Nous sommes du village Dere du district de Sivas İmranlı. Ils ont écrit une lettre disant : « Tu as tellement manqué à ta mère, elle viendra te rendre visite ». Nous n’acceptions pas certaines pratiques imposées par l’administration pénitentiaire. C’est pourquoi ils nous ont traités plus durement. Parler kurde était déjà interdit. Ils ont accroché les affiches qu’ils avaient préparées à ce sujet dans les parloirs et les couloirs des visiteurs. Il était également interdit de parler à voix basse, de faire des signes et de parler une autre langue que le turc. Quand j’ai appris que ma mère venait, je suis devenu un peu nerveux. Je savais que ma mère ne parlait pas turc. Elle n’avait jamais quitté le village jusqu’alors. Il était évident qu’il y aurait des problèmes si nous parlions kurde. Je ne pouvais pas garder le silence si les gardiens disaient ou faisaient quoi que ce soit. (…) Je ne voulais pas que ma mère soit témoin de ça. Nous pourrions tous les deux subir la violence. Je partageais la même cellule avec Ruşen Sümbüllüoğlu, qui était condamné dans l’affaire de Dev-Yol. Je lui ai expliqué la situation. Ma mère venait avec ma sœur. Ma sœur parlait turc. Je l’ai dit à Rusen. (…) Quand je lui en ai parlé, il a pris des notes ou quelque chose comme ça. J’ai dit que je ne garderais le silence en aucune circonstance et que si tel était le cas, je ne retournerais peut-être pas dans la cellule. Parce qu’ils pourraient me conduire directement à la salle de torture.

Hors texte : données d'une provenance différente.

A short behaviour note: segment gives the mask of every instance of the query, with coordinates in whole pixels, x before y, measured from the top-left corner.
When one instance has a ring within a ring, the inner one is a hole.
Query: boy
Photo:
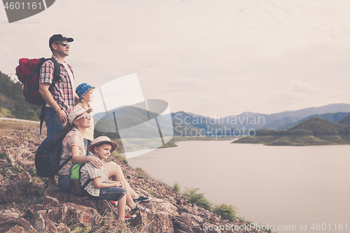
[[[107,136],[99,136],[92,141],[88,149],[104,162],[118,148],[118,144]],[[120,221],[125,220],[126,192],[122,182],[108,180],[107,170],[103,163],[99,169],[87,162],[81,169],[82,184],[92,179],[85,187],[84,192],[88,199],[108,199],[118,202],[118,215]],[[127,216],[126,219],[130,218]]]

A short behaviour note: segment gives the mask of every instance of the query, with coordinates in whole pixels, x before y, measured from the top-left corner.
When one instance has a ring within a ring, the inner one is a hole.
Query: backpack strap
[[[46,59],[48,60],[51,60],[53,62],[54,65],[54,69],[53,69],[53,80],[52,83],[51,83],[51,85],[50,87],[48,87],[48,90],[50,92],[51,92],[51,90],[52,90],[53,86],[56,84],[57,82],[58,82],[61,79],[61,66],[59,64],[58,64],[57,61],[53,57],[48,58]],[[40,75],[40,70],[38,71],[38,73]],[[46,102],[45,100],[43,100],[43,104],[41,105],[41,111],[40,113],[40,134],[41,134],[41,128],[43,127],[43,120],[45,119],[45,110],[46,109]]]
[[[83,190],[85,189],[86,186],[88,186],[88,185],[89,184],[89,183],[90,183],[91,181],[92,181],[92,179],[88,179],[88,181],[85,182],[85,183],[81,186],[81,189]]]
[[[64,160],[64,162],[62,162],[62,164],[61,165],[59,165],[59,167],[58,167],[59,168],[58,171],[61,170],[61,169],[63,167],[63,166],[66,165],[66,164],[68,162],[68,161],[69,161],[70,159],[71,159],[71,155],[69,156],[69,157],[68,159]]]

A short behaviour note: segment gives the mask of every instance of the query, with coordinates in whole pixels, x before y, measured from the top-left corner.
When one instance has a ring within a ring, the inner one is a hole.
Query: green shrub
[[[180,185],[178,183],[175,182],[174,183],[173,190],[178,192],[180,192]]]
[[[236,212],[237,210],[237,209],[232,205],[222,204],[220,205],[216,205],[213,212],[218,214],[223,218],[232,220],[236,217],[236,214],[237,213]]]
[[[195,204],[197,206],[207,210],[211,209],[211,203],[204,197],[204,194],[197,193],[200,190],[199,188],[191,188],[190,189],[185,188],[185,189],[186,190],[183,191],[183,195],[188,199],[188,202]]]

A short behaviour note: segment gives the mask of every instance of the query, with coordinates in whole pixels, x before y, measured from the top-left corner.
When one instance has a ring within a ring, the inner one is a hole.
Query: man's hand
[[[64,124],[66,122],[67,116],[66,113],[62,109],[59,108],[58,111],[56,111],[56,114],[61,121],[61,123]]]

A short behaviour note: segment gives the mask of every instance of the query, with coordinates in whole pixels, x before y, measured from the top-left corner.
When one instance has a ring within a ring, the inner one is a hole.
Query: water
[[[241,217],[274,225],[273,232],[317,232],[318,226],[322,232],[350,232],[349,145],[177,144],[129,164],[170,186],[178,182],[181,192],[200,188],[212,202],[232,204]]]

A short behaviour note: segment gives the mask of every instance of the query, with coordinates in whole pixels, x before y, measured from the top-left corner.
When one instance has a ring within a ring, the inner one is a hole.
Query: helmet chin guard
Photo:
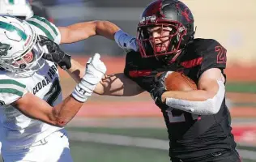
[[[160,33],[153,36],[149,28],[160,28]],[[177,54],[194,39],[194,18],[190,10],[177,0],[155,0],[144,10],[137,29],[137,42],[143,58]],[[168,44],[160,44],[157,39]],[[162,49],[164,49],[163,50]],[[173,57],[176,58],[176,57]]]

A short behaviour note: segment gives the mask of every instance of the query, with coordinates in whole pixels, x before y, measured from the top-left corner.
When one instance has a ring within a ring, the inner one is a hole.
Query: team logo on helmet
[[[0,56],[6,56],[10,45],[0,42]]]

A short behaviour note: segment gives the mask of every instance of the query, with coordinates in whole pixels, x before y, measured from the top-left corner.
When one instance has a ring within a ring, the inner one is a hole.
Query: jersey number
[[[178,113],[177,113],[178,112]],[[175,122],[185,122],[186,118],[184,116],[184,113],[180,111],[175,111],[173,108],[169,108],[166,110],[167,115],[169,117],[169,121],[170,123],[175,123]],[[195,114],[192,114],[193,120],[198,119],[198,116]]]
[[[56,79],[53,81],[52,87],[49,88],[49,92],[45,95],[45,96],[49,95],[49,96],[46,100],[47,103],[49,105],[53,106],[53,102],[56,100],[56,99],[58,98],[58,96],[59,96],[61,92],[62,92],[62,87],[60,85],[60,82],[59,82],[58,79]]]
[[[227,49],[225,49],[223,46],[216,46],[215,52],[218,53],[217,55],[217,63],[226,63],[227,62]]]

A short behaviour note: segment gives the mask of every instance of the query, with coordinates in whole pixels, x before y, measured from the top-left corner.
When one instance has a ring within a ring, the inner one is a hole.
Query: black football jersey
[[[219,68],[225,77],[226,49],[211,39],[194,39],[170,65],[155,58],[143,58],[139,52],[126,55],[125,75],[150,92],[155,75],[161,71],[178,71],[196,83],[208,69]],[[175,109],[161,109],[170,140],[170,157],[193,160],[215,151],[234,148],[230,113],[222,102],[217,114],[198,116]]]

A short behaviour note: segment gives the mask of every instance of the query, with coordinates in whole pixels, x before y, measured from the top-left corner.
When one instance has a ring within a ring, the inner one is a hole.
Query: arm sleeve
[[[16,80],[0,80],[0,102],[2,105],[8,105],[15,102],[27,92],[26,86]]]

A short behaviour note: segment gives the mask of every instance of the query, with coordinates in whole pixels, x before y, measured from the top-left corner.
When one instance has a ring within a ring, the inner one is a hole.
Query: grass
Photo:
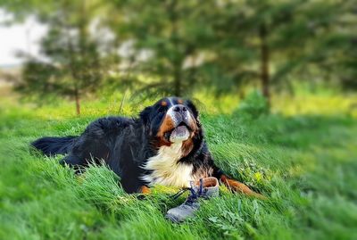
[[[163,218],[185,199],[170,198],[177,189],[156,186],[138,200],[105,167],[76,177],[58,164],[61,156],[29,151],[38,137],[79,134],[115,113],[112,104],[90,103],[78,118],[68,104],[8,103],[0,116],[0,239],[357,239],[357,120],[346,103],[355,98],[334,97],[329,108],[316,98],[305,108],[299,98],[278,102],[274,114],[249,120],[204,111],[218,165],[270,200],[221,186],[220,197],[181,225]]]

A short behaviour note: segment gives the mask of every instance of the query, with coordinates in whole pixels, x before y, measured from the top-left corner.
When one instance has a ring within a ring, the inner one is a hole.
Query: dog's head
[[[202,137],[198,111],[189,100],[162,98],[146,107],[140,113],[140,118],[149,129],[156,147],[182,142],[189,153],[195,140]]]

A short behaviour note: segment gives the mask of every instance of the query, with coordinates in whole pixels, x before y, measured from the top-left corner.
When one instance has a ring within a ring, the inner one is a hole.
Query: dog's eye
[[[166,107],[161,106],[161,107],[159,108],[159,112],[165,112],[165,110],[166,110]]]

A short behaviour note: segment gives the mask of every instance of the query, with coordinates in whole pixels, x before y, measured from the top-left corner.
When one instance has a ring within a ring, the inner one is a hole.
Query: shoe
[[[166,219],[175,223],[182,222],[193,216],[200,208],[198,198],[208,199],[219,195],[220,184],[216,178],[209,177],[202,178],[199,181],[191,181],[190,186],[191,187],[184,188],[173,195],[174,199],[177,199],[186,191],[190,190],[191,192],[184,203],[168,211]]]

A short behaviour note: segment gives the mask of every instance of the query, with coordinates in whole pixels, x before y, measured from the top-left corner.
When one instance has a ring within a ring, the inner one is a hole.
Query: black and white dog
[[[262,197],[214,164],[197,109],[178,97],[161,99],[137,119],[102,118],[79,137],[43,137],[32,145],[48,156],[67,154],[62,162],[75,169],[104,161],[128,193],[147,194],[154,184],[189,186],[213,176],[234,191]]]

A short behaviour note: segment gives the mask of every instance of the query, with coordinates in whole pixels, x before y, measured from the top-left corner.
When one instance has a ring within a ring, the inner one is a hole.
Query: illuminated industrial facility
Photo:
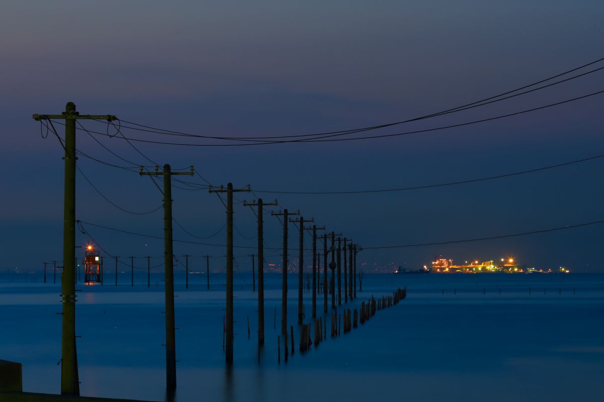
[[[86,259],[84,260],[84,283],[88,284],[99,283],[101,281],[103,269],[98,252],[89,244],[86,247]]]
[[[432,263],[431,272],[435,273],[467,273],[475,274],[479,272],[502,272],[507,274],[515,273],[551,273],[553,272],[568,274],[570,269],[561,266],[559,269],[537,269],[536,268],[526,268],[519,266],[516,260],[511,257],[502,258],[499,261],[490,260],[489,261],[479,262],[474,260],[464,264],[455,265],[453,260],[443,258],[440,256],[435,259]]]

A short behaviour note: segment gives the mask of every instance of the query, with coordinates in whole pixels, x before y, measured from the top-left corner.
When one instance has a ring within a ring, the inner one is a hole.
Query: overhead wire
[[[504,239],[506,237],[515,237],[522,236],[527,236],[529,234],[535,234],[536,233],[545,233],[548,232],[556,231],[558,230],[564,230],[565,229],[573,229],[578,227],[590,226],[591,225],[597,225],[603,223],[604,223],[604,220],[593,221],[591,222],[587,222],[582,224],[577,224],[576,225],[567,225],[565,226],[550,228],[548,229],[541,229],[538,230],[533,230],[530,231],[521,232],[519,233],[513,233],[510,234],[500,234],[498,236],[492,236],[485,237],[464,239],[462,240],[447,240],[443,242],[434,242],[431,243],[416,243],[414,244],[403,244],[400,245],[394,245],[394,246],[370,246],[370,247],[363,246],[363,249],[378,250],[378,249],[384,249],[384,248],[404,248],[407,247],[420,247],[424,246],[442,245],[444,244],[452,244],[455,243],[468,243],[471,242],[478,242],[486,240],[493,240],[496,239]]]
[[[590,160],[599,159],[602,157],[604,157],[604,154],[596,155],[595,156],[591,156],[587,158],[583,158],[582,159],[577,159],[576,160],[571,160],[568,162],[564,162],[562,163],[557,163],[556,165],[542,166],[541,168],[537,168],[535,169],[530,169],[528,170],[521,171],[519,172],[513,172],[512,173],[505,173],[503,174],[497,175],[495,176],[488,176],[486,177],[480,177],[478,178],[468,179],[466,180],[459,180],[457,181],[449,181],[446,183],[438,183],[435,184],[426,184],[422,186],[414,186],[411,187],[397,187],[392,189],[378,189],[375,190],[334,190],[334,191],[286,191],[286,190],[255,190],[255,191],[259,193],[324,195],[330,195],[330,194],[361,194],[361,193],[384,193],[384,192],[391,192],[396,191],[406,191],[409,190],[420,190],[422,189],[430,189],[437,187],[445,187],[447,186],[455,186],[457,184],[463,184],[471,183],[476,183],[477,181],[484,181],[486,180],[491,180],[494,179],[502,178],[504,177],[517,176],[519,175],[526,174],[527,173],[534,173],[535,172],[540,172],[542,171],[548,170],[550,169],[554,169],[555,168],[561,168],[562,166],[567,166],[576,163],[580,163],[582,162],[585,162]]]
[[[543,86],[542,87],[539,87],[538,88],[533,89],[529,90],[528,91],[525,91],[524,92],[522,92],[522,93],[517,93],[517,94],[510,95],[510,94],[513,93],[514,92],[518,92],[518,91],[521,91],[522,90],[526,89],[527,88],[529,88],[529,87],[530,87],[532,86],[535,86],[536,85],[538,85],[539,84],[545,83],[546,81],[550,81],[550,80],[553,80],[554,78],[557,78],[558,77],[562,77],[563,75],[565,75],[567,74],[570,74],[570,73],[573,72],[574,71],[576,71],[577,70],[580,70],[580,69],[582,69],[583,68],[585,68],[585,67],[587,67],[588,66],[590,66],[590,65],[597,63],[599,63],[600,61],[602,61],[602,60],[604,60],[604,58],[599,58],[599,59],[596,60],[594,61],[590,61],[590,62],[589,62],[588,63],[584,64],[583,64],[582,66],[580,66],[579,67],[576,67],[576,68],[571,69],[566,71],[565,71],[564,72],[562,72],[562,73],[554,75],[553,76],[548,77],[547,78],[544,78],[544,79],[541,80],[539,81],[532,83],[529,84],[528,85],[525,85],[525,86],[521,86],[521,87],[520,87],[519,88],[516,88],[515,89],[513,89],[513,90],[508,90],[508,91],[504,92],[503,93],[500,93],[498,95],[496,95],[489,96],[487,98],[485,98],[480,99],[478,101],[474,101],[474,102],[470,102],[470,103],[468,103],[468,104],[461,105],[460,106],[457,106],[457,107],[455,107],[450,108],[448,108],[448,109],[446,109],[446,110],[442,110],[441,111],[439,111],[439,112],[436,112],[436,113],[430,113],[430,114],[428,114],[428,115],[423,115],[423,116],[419,116],[419,117],[416,117],[416,118],[414,118],[409,119],[406,119],[406,120],[403,120],[403,121],[397,121],[397,122],[390,122],[390,123],[386,123],[386,124],[381,124],[374,125],[371,125],[371,126],[368,126],[368,127],[361,127],[361,128],[353,128],[353,129],[345,130],[340,130],[340,131],[329,131],[329,132],[325,132],[325,133],[318,133],[307,134],[273,136],[264,136],[264,137],[225,137],[225,136],[207,136],[207,135],[202,135],[202,134],[191,134],[191,133],[183,133],[183,132],[181,132],[181,131],[175,131],[175,130],[164,130],[164,129],[158,128],[156,128],[156,127],[153,127],[146,125],[144,125],[144,124],[135,123],[135,122],[130,122],[130,121],[127,121],[123,120],[123,119],[121,119],[121,121],[123,121],[123,122],[126,123],[127,124],[132,124],[132,125],[133,125],[138,126],[138,127],[143,127],[143,128],[135,128],[135,127],[126,127],[126,128],[130,128],[130,129],[132,129],[132,130],[139,130],[139,131],[149,131],[149,132],[155,133],[157,133],[157,134],[168,134],[168,135],[176,135],[176,136],[186,136],[186,137],[198,137],[198,138],[204,138],[204,139],[219,139],[219,140],[239,140],[239,141],[254,141],[254,140],[255,140],[255,141],[259,141],[259,140],[270,140],[270,139],[283,139],[283,138],[294,138],[294,137],[315,137],[315,136],[325,136],[325,135],[330,136],[330,135],[332,135],[332,134],[333,135],[345,135],[345,134],[353,134],[353,133],[359,133],[359,132],[362,132],[362,131],[365,131],[376,130],[376,129],[379,129],[379,128],[385,128],[385,127],[391,127],[391,126],[393,126],[393,125],[397,125],[402,124],[403,124],[403,123],[408,123],[408,122],[410,122],[417,121],[419,121],[419,120],[422,120],[422,119],[428,119],[428,118],[429,118],[436,117],[436,116],[442,116],[442,115],[444,115],[449,114],[449,113],[455,113],[455,112],[457,112],[457,111],[460,111],[461,110],[467,110],[468,108],[474,108],[474,107],[479,107],[479,106],[482,106],[482,105],[484,105],[489,104],[491,104],[491,103],[493,103],[493,102],[498,102],[498,101],[500,101],[505,100],[506,99],[509,99],[510,98],[513,98],[513,97],[520,96],[521,95],[524,95],[524,94],[526,94],[526,93],[530,93],[530,92],[535,92],[535,91],[536,91],[536,90],[541,90],[541,89],[547,88],[547,87],[553,86],[554,85],[557,85],[558,84],[561,84],[562,83],[565,83],[565,82],[570,81],[571,80],[574,80],[576,78],[580,78],[580,77],[587,75],[588,74],[591,74],[596,72],[597,71],[599,71],[604,69],[604,67],[597,68],[597,69],[595,69],[594,70],[591,70],[591,71],[586,72],[582,73],[580,74],[573,76],[572,77],[565,78],[564,80],[561,80],[561,81],[556,81],[555,83],[551,83],[551,84],[548,84],[547,85]],[[506,96],[506,95],[510,95],[510,96]],[[506,96],[506,97],[501,98],[502,96]],[[501,99],[497,99],[497,98],[501,98]],[[104,124],[108,124],[107,122],[105,122],[104,121],[98,121],[99,122],[101,122],[101,123],[104,123]],[[144,130],[144,129],[147,129],[147,130]]]
[[[518,111],[515,111],[513,113],[506,113],[504,115],[500,115],[498,116],[495,116],[490,118],[487,118],[484,119],[480,119],[478,120],[474,120],[471,121],[465,122],[463,123],[458,123],[457,124],[452,124],[445,126],[441,126],[439,127],[434,127],[432,128],[426,128],[422,130],[413,130],[410,131],[404,131],[402,133],[394,133],[390,134],[382,134],[373,136],[367,136],[364,137],[346,137],[346,138],[330,138],[332,136],[325,136],[322,137],[319,137],[318,139],[306,139],[304,140],[281,140],[281,141],[271,141],[271,142],[257,142],[257,143],[226,143],[226,144],[209,144],[209,143],[184,143],[184,142],[172,142],[167,141],[158,141],[155,140],[146,140],[140,138],[129,138],[125,136],[123,137],[116,137],[116,138],[124,138],[126,140],[129,140],[130,141],[135,141],[138,142],[143,142],[147,143],[154,143],[154,144],[160,144],[164,145],[175,145],[175,146],[256,146],[256,145],[274,145],[274,144],[280,144],[280,143],[309,143],[309,142],[342,142],[342,141],[356,141],[359,140],[368,140],[368,139],[377,139],[381,138],[388,138],[392,137],[398,137],[401,136],[410,135],[413,134],[419,134],[421,133],[428,133],[431,131],[435,131],[442,130],[446,130],[449,128],[454,128],[457,127],[465,127],[467,125],[471,125],[474,124],[477,124],[479,123],[484,123],[486,122],[492,121],[495,120],[498,120],[500,119],[504,119],[513,116],[517,116],[521,114],[528,113],[533,111],[536,111],[538,110],[541,110],[549,107],[553,107],[554,106],[557,106],[562,104],[565,104],[571,102],[574,102],[576,101],[579,101],[580,99],[585,99],[591,96],[594,96],[596,95],[600,95],[604,93],[604,90],[599,90],[596,92],[592,92],[586,95],[582,95],[580,96],[577,96],[575,98],[567,99],[564,101],[561,101],[559,102],[556,102],[551,104],[548,104],[547,105],[544,105],[542,106],[539,106],[537,107],[534,107],[529,109],[524,109],[523,110],[519,110]],[[99,133],[98,131],[92,131],[92,133],[95,133],[100,135],[106,135],[104,133]]]
[[[156,210],[158,210],[160,209],[161,209],[161,208],[162,207],[163,207],[163,205],[162,204],[162,205],[160,205],[160,206],[159,206],[159,207],[158,207],[157,208],[155,208],[155,209],[152,209],[152,210],[150,210],[150,211],[147,211],[147,212],[135,212],[134,211],[130,211],[130,210],[127,210],[127,209],[126,209],[125,208],[123,208],[123,207],[120,207],[120,206],[117,205],[117,204],[115,204],[115,203],[114,203],[114,202],[113,202],[112,201],[111,201],[111,199],[109,199],[109,198],[107,198],[107,197],[106,197],[106,196],[104,195],[104,194],[103,194],[103,193],[102,192],[101,192],[100,190],[99,190],[99,189],[98,189],[98,188],[97,188],[97,186],[95,186],[94,184],[92,184],[92,181],[90,181],[90,180],[89,180],[88,179],[88,177],[87,177],[86,176],[86,175],[85,175],[85,174],[84,174],[84,172],[83,172],[82,171],[82,169],[81,169],[80,168],[80,166],[77,166],[77,165],[76,165],[76,169],[77,169],[77,170],[78,170],[78,171],[79,171],[79,172],[80,172],[80,174],[81,174],[81,175],[82,175],[82,177],[83,177],[83,178],[84,178],[84,179],[85,179],[85,180],[86,180],[86,181],[88,181],[88,184],[90,184],[91,187],[92,187],[93,189],[94,189],[94,190],[95,190],[95,191],[96,191],[96,192],[97,192],[97,193],[98,193],[98,195],[100,195],[100,196],[101,196],[101,197],[103,197],[103,199],[104,199],[105,201],[107,201],[108,203],[109,203],[109,204],[111,204],[111,205],[112,205],[113,206],[115,207],[116,207],[116,208],[117,208],[118,209],[119,209],[119,210],[121,210],[121,211],[123,211],[124,212],[127,212],[127,213],[130,213],[130,214],[132,214],[132,215],[148,215],[148,214],[150,214],[150,213],[152,213],[153,212],[155,212],[155,211],[156,211]]]

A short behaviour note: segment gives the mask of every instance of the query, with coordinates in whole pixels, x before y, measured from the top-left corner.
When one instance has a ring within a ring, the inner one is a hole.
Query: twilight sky
[[[604,57],[604,4],[597,1],[7,1],[0,16],[0,157],[4,190],[0,270],[41,269],[60,260],[62,149],[43,139],[33,113],[82,114],[218,136],[320,133],[439,111],[538,81]],[[600,63],[584,71],[604,66]],[[582,71],[583,72],[583,71]],[[604,90],[604,71],[532,94],[368,134],[455,124]],[[243,147],[137,143],[150,159],[190,165],[213,184],[255,190],[329,191],[432,184],[540,168],[602,153],[604,95],[505,119],[388,139]],[[85,127],[104,132],[95,122]],[[57,125],[63,135],[63,129]],[[130,137],[151,134],[124,130]],[[172,137],[153,139],[187,140]],[[114,152],[149,165],[123,139],[95,137]],[[199,143],[203,140],[191,140]],[[124,163],[83,131],[77,147]],[[522,176],[391,193],[295,195],[257,193],[300,209],[318,225],[366,247],[528,231],[604,219],[598,159]],[[161,195],[148,177],[80,158],[79,166],[120,206],[146,211]],[[193,179],[199,182],[198,177]],[[208,236],[225,219],[207,190],[173,190],[174,216]],[[251,200],[253,195],[237,196]],[[78,219],[162,236],[162,212],[135,216],[103,199],[79,174]],[[236,204],[236,225],[255,234]],[[280,247],[276,218],[266,243]],[[111,255],[162,255],[160,240],[87,227]],[[291,227],[291,247],[297,244]],[[457,262],[513,256],[538,268],[602,271],[604,225],[471,243],[365,250],[369,264],[419,268],[437,254]],[[175,227],[175,239],[191,240]],[[223,243],[225,232],[200,242]],[[236,245],[255,246],[235,233]],[[308,237],[307,236],[307,239]],[[89,237],[79,234],[83,244]],[[310,242],[307,243],[310,246]],[[193,267],[223,248],[175,243]],[[236,250],[248,269],[255,250]],[[267,251],[268,262],[278,251]],[[291,253],[291,258],[297,251]],[[306,257],[309,260],[309,256]],[[158,260],[159,261],[159,260]],[[143,259],[137,264],[146,266]]]

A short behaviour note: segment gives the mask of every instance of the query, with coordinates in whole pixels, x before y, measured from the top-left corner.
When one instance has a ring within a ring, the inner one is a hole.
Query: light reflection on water
[[[167,398],[164,295],[161,284],[147,288],[144,279],[133,287],[129,282],[117,287],[79,284],[83,394]],[[405,284],[409,297],[352,333],[327,339],[316,350],[303,356],[297,350],[287,363],[282,354],[280,365],[280,276],[266,274],[266,344],[260,363],[257,294],[243,278],[235,279],[240,283],[235,286],[232,369],[224,364],[222,348],[224,287],[219,283],[223,278],[213,278],[210,291],[201,278],[191,281],[188,290],[177,281],[177,401],[599,399],[604,275],[368,274],[354,307]],[[0,276],[5,322],[0,358],[23,363],[25,390],[57,393],[60,284],[11,280]],[[289,281],[288,318],[295,328],[297,275]],[[304,294],[307,314],[310,299]],[[317,300],[322,313],[322,295]],[[298,335],[297,331],[297,342]]]

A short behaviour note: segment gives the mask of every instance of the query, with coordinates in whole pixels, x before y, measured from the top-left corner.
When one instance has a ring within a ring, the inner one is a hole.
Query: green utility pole
[[[304,319],[304,304],[303,304],[303,292],[304,291],[303,287],[303,281],[304,281],[304,229],[310,229],[311,228],[305,228],[304,227],[304,222],[314,222],[314,218],[310,219],[304,220],[304,218],[300,216],[297,219],[289,219],[290,222],[298,222],[300,224],[300,244],[299,250],[300,254],[298,254],[298,325],[301,325],[302,322]]]
[[[165,283],[165,381],[168,391],[176,388],[176,341],[174,325],[174,253],[172,249],[172,176],[188,175],[190,172],[172,172],[170,165],[164,165],[164,171],[155,166],[155,172],[143,172],[141,166],[140,174],[164,177],[164,264]]]
[[[283,257],[281,263],[283,282],[281,289],[281,332],[288,334],[288,222],[289,215],[299,215],[297,213],[289,213],[287,209],[283,212],[271,212],[274,216],[283,216]]]
[[[233,193],[234,192],[249,192],[251,189],[249,186],[248,188],[241,190],[233,190],[233,183],[226,184],[226,188],[220,186],[220,187],[210,186],[211,193],[226,193],[226,364],[233,364]]]
[[[243,201],[248,207],[258,207],[258,346],[264,345],[264,206],[276,206],[277,200],[264,204],[262,198],[257,202]],[[253,209],[252,210],[254,210]]]
[[[65,121],[65,198],[63,224],[63,272],[61,297],[63,304],[61,341],[61,394],[80,395],[76,345],[76,120],[106,120],[117,118],[110,115],[80,115],[76,104],[68,102],[60,115],[34,115],[34,120]],[[58,134],[57,134],[58,135]]]

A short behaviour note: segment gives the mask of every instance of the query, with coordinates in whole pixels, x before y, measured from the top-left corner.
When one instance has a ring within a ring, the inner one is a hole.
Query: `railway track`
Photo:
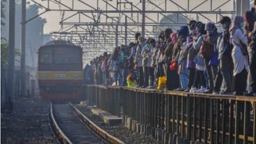
[[[60,143],[124,143],[88,118],[71,102],[49,106],[51,129]]]

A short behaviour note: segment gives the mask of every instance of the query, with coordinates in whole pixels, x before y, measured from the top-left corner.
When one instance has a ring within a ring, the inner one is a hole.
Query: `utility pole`
[[[125,44],[127,46],[127,16],[125,16]]]
[[[22,0],[22,34],[20,60],[21,97],[26,96],[26,0]]]
[[[8,64],[7,73],[6,106],[12,109],[12,97],[14,96],[14,57],[15,44],[15,1],[9,1],[9,37]]]
[[[142,0],[142,26],[141,26],[141,36],[145,38],[145,9],[146,2],[145,0]]]
[[[115,26],[115,47],[118,46],[118,25]]]

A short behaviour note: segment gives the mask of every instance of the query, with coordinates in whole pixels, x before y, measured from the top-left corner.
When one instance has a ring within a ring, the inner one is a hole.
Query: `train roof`
[[[65,40],[62,40],[62,39],[50,41],[46,43],[44,46],[53,45],[53,44],[69,44],[69,45],[75,46],[73,43],[72,43],[70,41],[65,41]]]

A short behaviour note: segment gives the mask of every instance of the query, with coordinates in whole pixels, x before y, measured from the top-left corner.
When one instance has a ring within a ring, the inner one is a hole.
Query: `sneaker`
[[[206,89],[204,91],[203,91],[204,93],[212,93],[212,90],[211,89]]]
[[[221,91],[220,94],[230,95],[230,94],[232,94],[232,92],[230,90],[225,90],[225,91]]]
[[[212,93],[212,94],[218,94],[218,93],[221,93],[216,91],[214,91],[214,92]]]
[[[175,89],[174,91],[184,91],[184,90],[185,89],[184,89],[178,88],[178,89]]]
[[[189,92],[189,88],[186,88],[186,89],[184,90],[184,92],[186,92],[186,93]]]
[[[201,86],[200,89],[198,89],[196,92],[198,92],[198,93],[204,93],[206,90],[207,90],[207,89],[205,89],[203,86]]]
[[[196,87],[191,87],[191,89],[190,89],[189,92],[190,93],[195,93],[197,91]]]

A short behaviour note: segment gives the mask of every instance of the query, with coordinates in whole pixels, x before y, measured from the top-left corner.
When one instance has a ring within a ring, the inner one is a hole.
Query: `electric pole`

Après cela, je suis allé au parloir. J’ai parlé avec ma sœur. Tout d’un coup, ma mère a bougé, et prenant ma sœur par le bras et la tirant un peu en arrière, elle s’est approchée de moi et m’a dit : « Comment vas-tu, Camber Ateş ? » J’ai été surpris mais je me suis vite repris. J’ai répondu: « Je vais bien maman, comment vas-tu ? » Cependant, elle ne répondit pas. Elle a de nouveau parlé à ma sœur. Ma mère a refait la même chose et m’a encore demandé : « Kamber Ateş, comment vas-tu ? » Cette scène s’est répétée trois fois. J’ai répondu la même chose à chaque fois. Au début, je pensais que ma mère avait appris un peu le turc. Mais quand elle l’a répété plusieurs fois [la même phrase], j’ai compris la situation. On lui a juste fait mémoriser le mot [nasilsin]. Si elle avait parlé en kurde, elle et moi aurions été soumis à la violence. C’est pourquoi elle l’a appris par coeur. En fait, le seul mot qu’elle a mémorisé est « comment vas-tu », puisqu’elle savait déjà mon nom et mon prénom.
Lorsque la visite s’est terminée ainsi, je suis venu joyeusement dans la cellule. J’ai dit à Rusen. Puis je suis parti, ils m’ont envoyé à Çanakkale et Ruşen à Antep.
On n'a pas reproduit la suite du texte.